US Seeks Up to USD 3.35 Billion in Novartis AG Kickback Lawsuit

The United States says Novartis AG should pay as much as USD 3.35 billion in damages and civil fines because the drugmaker used kickbacks to boost sales of two drugs covered by Medicare and Medicaid. In papers filed in Manhattan federal court, the government said it deserves that sum under the federal False Claims Act over alleged improper reimbursements for Exjade, used by patients who receive blood transfusions, and Myfortic, for patients with kidney transplants. The government is seeking up to USD 1.52 billion in damages, representing triple the sums allegedly reimbursed and tainted by kickbacks between 2004 and 2013. It also wants as much as USD 1.83 billion in fines, equal to USD 5,500 to USD 11,000 for each of the 166,031 allegedly false claims submitted for reimbursement. Novartis continues to dispute the allegations and is continuing to defend itself in this litigation. A jury trial is scheduled to begin on November 2 and could last several weeks, court papers show. The government often settles False Claims Act cases before trial. Novartis is being sued by the federal government, 11 intervening U.S. states, and David Kester, a whistleblower and former Novartis respiratory account manager acting on behalf of 17 other states.
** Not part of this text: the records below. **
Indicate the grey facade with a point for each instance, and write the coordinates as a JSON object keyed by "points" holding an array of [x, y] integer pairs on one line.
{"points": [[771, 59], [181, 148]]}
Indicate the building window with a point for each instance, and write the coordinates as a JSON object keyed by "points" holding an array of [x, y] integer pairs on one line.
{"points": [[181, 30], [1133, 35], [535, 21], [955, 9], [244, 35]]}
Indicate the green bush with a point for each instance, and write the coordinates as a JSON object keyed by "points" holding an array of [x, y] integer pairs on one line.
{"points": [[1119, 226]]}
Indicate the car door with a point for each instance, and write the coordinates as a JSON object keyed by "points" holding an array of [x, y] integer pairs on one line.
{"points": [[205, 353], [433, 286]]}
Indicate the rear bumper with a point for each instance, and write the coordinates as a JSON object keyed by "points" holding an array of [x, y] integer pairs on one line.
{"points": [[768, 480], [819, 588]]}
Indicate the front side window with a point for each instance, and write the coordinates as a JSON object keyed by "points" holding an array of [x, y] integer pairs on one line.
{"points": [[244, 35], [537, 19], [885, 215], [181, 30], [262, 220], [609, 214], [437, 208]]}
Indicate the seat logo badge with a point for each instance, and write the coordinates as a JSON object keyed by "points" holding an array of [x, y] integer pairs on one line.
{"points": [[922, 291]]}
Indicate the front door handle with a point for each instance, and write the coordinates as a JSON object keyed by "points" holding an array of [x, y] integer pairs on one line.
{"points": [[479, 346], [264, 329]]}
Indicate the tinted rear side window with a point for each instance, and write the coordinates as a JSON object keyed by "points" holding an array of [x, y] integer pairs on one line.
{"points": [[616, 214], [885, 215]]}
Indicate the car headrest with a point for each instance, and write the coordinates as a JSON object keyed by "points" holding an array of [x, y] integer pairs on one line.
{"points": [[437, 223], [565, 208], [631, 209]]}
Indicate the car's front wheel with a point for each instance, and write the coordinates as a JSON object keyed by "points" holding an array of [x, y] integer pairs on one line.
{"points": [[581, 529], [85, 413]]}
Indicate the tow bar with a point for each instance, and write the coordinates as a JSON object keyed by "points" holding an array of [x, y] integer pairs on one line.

The lawsuit accuses Novartis of paying kickbacks, in the form of rebates, to three specialty pharmacies to induce them to recommend refills of Exjade, which is intended to reduce iron levels in patients. It also accuses the drugmaker of offering similar rebates to five other pharmacies to induce them to recommend Myfortic, an immunosuppressant, over rival drugs including Roche Holding AG's CellCept and generic equivalents. The intervening states also alleged state law claims with respect to Exjade.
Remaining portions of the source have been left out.